# Cobia video



## Brad King (Sep 30, 2007)

Took some time to do a little Cobia fishing last week. Here is an amateur attempt at making a cool video. I hope you Guys like it!

http://www.youtube.com/watch?v=Jfw7hAHpIRc&feature=youtu.be


----------



## Captain Mickey O'Reilly (Dec 18, 2008)

Great video Brad!


----------



## BlueH20Fisher (Mar 20, 2008)

Tell Jimmy he don't have to hold that gaff in the middle...


----------



## Don White (Oct 8, 2007)

Great vid for sure! :thumbup: Really gets the blood boilin.


----------



## jplvr (Mar 7, 2011)

Any idea why most of the related links are Indian related? I've been cracking up on a few of them, thinking back to hours spent talking to Capital One customer service.


----------



## Fishhead706 (Apr 26, 2009)

Great video; did you create that "snappy" track on your keyboard!!! Just kidding, thanks for posting. I have a cobia video to the F-bomb song... Trying to figure out the editing piece.


----------



## cobe killer (Apr 13, 2008)

sweet video!!!


----------



## Dragsmoker (Aug 15, 2011)

Going out Friday! My blood is now pumping! Great video


----------



## budlite (Apr 12, 2012)

nice video captin... looks like a good fight


----------



## Brad King (Sep 30, 2007)

Thanks for all the kind words Guys. Sorry for the music..LOL That was the only song on my new lap top. Some kinda sample music so I just used it..........

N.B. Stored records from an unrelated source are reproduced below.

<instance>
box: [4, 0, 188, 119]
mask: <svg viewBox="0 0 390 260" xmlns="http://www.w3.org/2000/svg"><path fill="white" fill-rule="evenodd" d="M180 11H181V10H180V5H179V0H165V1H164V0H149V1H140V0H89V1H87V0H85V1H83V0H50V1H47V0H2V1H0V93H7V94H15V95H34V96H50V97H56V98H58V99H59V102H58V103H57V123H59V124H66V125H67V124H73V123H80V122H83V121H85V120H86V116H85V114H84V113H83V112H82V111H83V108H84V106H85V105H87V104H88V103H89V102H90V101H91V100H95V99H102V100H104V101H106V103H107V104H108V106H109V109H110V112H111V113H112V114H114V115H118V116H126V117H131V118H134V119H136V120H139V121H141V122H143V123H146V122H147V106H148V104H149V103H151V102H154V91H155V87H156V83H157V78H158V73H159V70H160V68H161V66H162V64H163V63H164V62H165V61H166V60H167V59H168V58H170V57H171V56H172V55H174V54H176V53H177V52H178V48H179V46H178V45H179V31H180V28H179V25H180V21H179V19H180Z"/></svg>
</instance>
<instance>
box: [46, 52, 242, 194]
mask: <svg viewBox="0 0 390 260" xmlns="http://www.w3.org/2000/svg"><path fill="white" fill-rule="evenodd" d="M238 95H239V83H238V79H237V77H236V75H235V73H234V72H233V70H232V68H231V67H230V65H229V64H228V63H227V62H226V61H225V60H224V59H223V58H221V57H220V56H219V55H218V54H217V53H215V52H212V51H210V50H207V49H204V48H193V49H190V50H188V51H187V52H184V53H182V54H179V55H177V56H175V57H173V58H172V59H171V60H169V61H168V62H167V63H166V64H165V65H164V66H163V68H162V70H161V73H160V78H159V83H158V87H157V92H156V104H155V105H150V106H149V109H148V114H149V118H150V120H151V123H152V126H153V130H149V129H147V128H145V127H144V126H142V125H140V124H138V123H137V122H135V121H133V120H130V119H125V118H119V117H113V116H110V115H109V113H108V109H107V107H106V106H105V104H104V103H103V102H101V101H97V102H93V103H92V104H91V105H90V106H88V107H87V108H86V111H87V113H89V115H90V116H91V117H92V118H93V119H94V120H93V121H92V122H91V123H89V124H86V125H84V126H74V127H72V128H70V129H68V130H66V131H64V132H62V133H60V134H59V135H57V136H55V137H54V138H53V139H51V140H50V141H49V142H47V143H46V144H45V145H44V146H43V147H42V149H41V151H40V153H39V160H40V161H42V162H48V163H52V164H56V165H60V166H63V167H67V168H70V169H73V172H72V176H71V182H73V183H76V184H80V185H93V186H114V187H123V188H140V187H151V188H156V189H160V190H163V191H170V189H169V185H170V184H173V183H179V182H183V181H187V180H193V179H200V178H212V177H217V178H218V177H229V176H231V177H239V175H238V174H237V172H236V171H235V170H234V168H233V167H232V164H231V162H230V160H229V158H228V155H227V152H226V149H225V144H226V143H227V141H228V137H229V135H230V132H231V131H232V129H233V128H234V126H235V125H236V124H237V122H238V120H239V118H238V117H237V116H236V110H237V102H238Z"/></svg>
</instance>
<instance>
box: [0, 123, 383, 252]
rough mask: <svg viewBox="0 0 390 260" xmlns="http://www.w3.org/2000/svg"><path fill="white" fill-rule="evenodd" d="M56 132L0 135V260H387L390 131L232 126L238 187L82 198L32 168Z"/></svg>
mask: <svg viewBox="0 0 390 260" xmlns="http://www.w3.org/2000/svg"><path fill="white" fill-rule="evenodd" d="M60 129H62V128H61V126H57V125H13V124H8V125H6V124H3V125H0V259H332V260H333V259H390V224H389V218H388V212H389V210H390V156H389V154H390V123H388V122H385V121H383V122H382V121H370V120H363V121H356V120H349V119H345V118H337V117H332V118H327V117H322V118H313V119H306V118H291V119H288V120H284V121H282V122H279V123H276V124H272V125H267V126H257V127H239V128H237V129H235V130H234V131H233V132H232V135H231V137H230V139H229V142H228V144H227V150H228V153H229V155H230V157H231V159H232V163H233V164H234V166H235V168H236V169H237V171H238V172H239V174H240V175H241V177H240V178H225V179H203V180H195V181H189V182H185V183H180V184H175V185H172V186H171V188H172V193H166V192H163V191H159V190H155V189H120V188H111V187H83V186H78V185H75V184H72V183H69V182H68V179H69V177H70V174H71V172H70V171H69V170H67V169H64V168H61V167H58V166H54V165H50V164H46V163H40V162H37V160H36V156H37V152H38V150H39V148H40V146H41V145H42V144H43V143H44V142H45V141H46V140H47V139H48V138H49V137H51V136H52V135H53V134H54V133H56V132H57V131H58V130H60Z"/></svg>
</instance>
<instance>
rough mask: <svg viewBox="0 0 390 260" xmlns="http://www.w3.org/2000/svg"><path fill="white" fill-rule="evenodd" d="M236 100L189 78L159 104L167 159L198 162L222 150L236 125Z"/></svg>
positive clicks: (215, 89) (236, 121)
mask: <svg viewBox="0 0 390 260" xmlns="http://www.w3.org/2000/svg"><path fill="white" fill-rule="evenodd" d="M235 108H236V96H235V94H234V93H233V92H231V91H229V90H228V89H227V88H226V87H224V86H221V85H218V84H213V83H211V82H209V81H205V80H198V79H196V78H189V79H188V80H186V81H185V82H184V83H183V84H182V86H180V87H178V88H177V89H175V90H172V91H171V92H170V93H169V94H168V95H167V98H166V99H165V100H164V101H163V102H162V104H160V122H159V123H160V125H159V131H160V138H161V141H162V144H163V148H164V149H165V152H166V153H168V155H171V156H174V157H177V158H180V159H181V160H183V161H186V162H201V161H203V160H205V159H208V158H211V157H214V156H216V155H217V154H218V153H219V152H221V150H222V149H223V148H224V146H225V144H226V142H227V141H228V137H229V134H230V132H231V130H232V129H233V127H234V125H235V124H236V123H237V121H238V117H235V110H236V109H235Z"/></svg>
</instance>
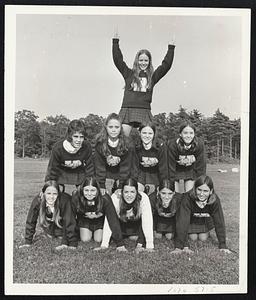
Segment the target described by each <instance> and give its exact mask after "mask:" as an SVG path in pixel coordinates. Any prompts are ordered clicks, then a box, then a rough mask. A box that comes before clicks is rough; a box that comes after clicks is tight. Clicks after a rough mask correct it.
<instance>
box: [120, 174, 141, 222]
mask: <svg viewBox="0 0 256 300" xmlns="http://www.w3.org/2000/svg"><path fill="white" fill-rule="evenodd" d="M125 186H132V187H134V188H135V189H136V198H135V200H134V201H133V202H132V203H131V204H128V203H127V202H126V201H125V200H124V197H123V190H124V187H125ZM120 201H121V202H120V219H121V220H122V221H123V222H127V221H128V218H127V216H126V212H127V210H129V209H131V208H132V209H133V214H134V220H138V219H139V218H140V214H139V213H140V201H141V195H140V193H139V192H138V182H137V181H136V180H135V179H133V178H127V179H126V180H125V181H124V182H123V184H122V194H121V198H120Z"/></svg>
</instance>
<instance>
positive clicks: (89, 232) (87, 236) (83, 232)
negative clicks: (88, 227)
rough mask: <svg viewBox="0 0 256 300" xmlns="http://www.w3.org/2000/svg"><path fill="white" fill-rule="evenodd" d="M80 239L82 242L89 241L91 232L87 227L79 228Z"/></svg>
mask: <svg viewBox="0 0 256 300" xmlns="http://www.w3.org/2000/svg"><path fill="white" fill-rule="evenodd" d="M80 239H81V241H82V242H89V241H90V240H91V239H92V232H91V231H90V230H89V229H87V228H80Z"/></svg>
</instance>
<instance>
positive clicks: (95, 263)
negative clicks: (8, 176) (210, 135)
mask: <svg viewBox="0 0 256 300" xmlns="http://www.w3.org/2000/svg"><path fill="white" fill-rule="evenodd" d="M46 166H47V161H41V160H21V159H19V160H18V159H17V160H15V174H14V178H15V185H14V186H15V190H14V253H13V258H14V260H13V282H14V283H118V284H122V283H129V284H138V283H150V284H160V283H161V284H166V283H168V284H238V282H239V256H238V253H239V173H232V172H231V168H232V167H234V166H233V165H208V174H209V175H210V176H212V177H213V180H214V183H215V190H216V192H217V193H218V195H219V196H220V199H221V201H222V205H223V210H224V215H225V221H226V229H227V245H228V247H229V248H230V249H232V250H234V251H235V252H233V253H232V254H223V253H221V252H220V251H219V249H218V243H217V239H216V235H215V233H214V232H213V234H211V238H210V239H209V240H208V241H207V242H205V243H202V242H193V243H191V244H190V245H191V248H192V249H193V250H194V251H195V252H194V254H192V255H188V254H182V255H178V256H173V255H170V251H171V250H172V249H173V248H174V244H173V242H172V241H167V240H166V239H162V240H160V241H159V240H158V241H156V242H155V248H156V251H155V252H154V253H140V254H135V253H134V252H133V251H132V250H133V249H134V246H135V244H134V243H135V242H133V241H130V240H126V241H125V243H126V247H127V248H128V250H129V252H128V253H117V252H116V251H115V249H114V248H113V247H110V248H109V249H108V250H106V251H105V252H101V253H99V252H95V251H92V249H93V248H94V247H96V246H98V244H97V243H95V242H90V243H81V242H80V243H79V246H78V248H77V250H62V251H61V252H56V251H55V249H54V248H55V247H56V246H57V245H58V244H59V243H60V242H59V240H49V239H48V238H45V236H44V235H43V233H42V230H41V229H40V228H38V231H37V235H36V237H35V242H34V244H33V246H32V247H30V248H23V249H18V247H19V245H21V244H22V243H23V242H24V228H25V221H26V215H27V212H28V209H29V207H30V204H31V201H32V199H33V197H34V196H35V195H36V193H38V191H39V190H40V189H41V187H42V183H43V180H44V174H45V171H46ZM219 168H221V169H227V170H228V172H227V173H219V172H217V170H218V169H219Z"/></svg>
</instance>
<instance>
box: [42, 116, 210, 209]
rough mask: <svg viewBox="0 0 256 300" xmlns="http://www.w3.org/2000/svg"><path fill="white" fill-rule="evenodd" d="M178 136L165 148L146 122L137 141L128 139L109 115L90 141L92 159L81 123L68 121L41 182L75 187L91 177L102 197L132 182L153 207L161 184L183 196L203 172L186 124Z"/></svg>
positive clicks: (197, 151) (153, 123) (113, 117)
mask: <svg viewBox="0 0 256 300" xmlns="http://www.w3.org/2000/svg"><path fill="white" fill-rule="evenodd" d="M179 131H180V132H179V134H177V138H175V139H173V140H171V141H170V142H169V143H168V144H165V143H164V142H162V141H160V139H159V138H158V137H157V131H156V126H155V125H154V123H151V122H147V123H145V124H142V125H141V126H140V127H139V128H138V134H137V135H138V136H139V138H138V139H136V138H135V139H134V138H133V139H132V138H128V137H126V136H125V135H124V132H123V128H122V124H121V121H120V119H119V116H118V115H117V114H115V113H112V114H110V115H109V116H108V117H107V118H106V121H105V123H104V126H103V128H102V130H101V131H100V133H99V134H98V135H97V136H96V138H95V145H94V155H93V154H92V147H91V144H90V143H89V142H88V141H87V140H86V139H85V127H84V124H83V122H82V121H81V120H73V121H71V122H70V124H69V126H68V129H67V134H66V138H65V139H64V140H61V141H59V142H57V143H56V144H55V145H54V147H53V149H52V152H51V156H50V160H49V163H48V168H47V173H46V177H45V181H48V180H55V181H57V182H58V183H59V184H60V185H65V184H69V185H76V186H78V185H80V184H81V183H82V181H83V179H84V178H85V177H88V176H94V175H95V176H96V179H97V180H98V182H99V184H100V188H101V192H102V193H103V194H104V193H105V192H107V193H108V194H109V195H111V194H112V192H113V190H120V187H121V186H122V183H123V181H124V180H125V179H126V178H128V177H132V178H135V179H136V180H137V181H138V183H139V190H140V191H144V192H146V193H147V194H148V195H149V197H150V200H151V202H152V203H153V202H154V201H153V200H154V199H155V197H156V188H157V187H158V185H159V182H160V181H162V180H163V179H170V180H171V181H175V191H177V192H184V191H185V192H186V191H188V190H190V189H191V188H192V187H193V183H194V179H195V178H197V177H199V176H200V175H204V174H205V173H206V159H205V150H204V143H203V142H202V140H200V139H199V138H198V137H196V136H195V127H194V125H193V124H191V123H190V122H189V121H186V122H184V123H183V124H182V125H181V126H180V130H179Z"/></svg>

Hope to make many more this year!


----------



## Captain Mickey O'Reilly (Dec 18, 2008)

About that that music...


----------



## JCW (Oct 27, 2008)

Nice work on the fish and the video


----------



## Brad King (Sep 30, 2007)

Thank You!


----------



## Achim2 (Apr 25, 2011)

Great video! Will try to fish for it on Saturday even when I have no clue how and were to catch them...


----------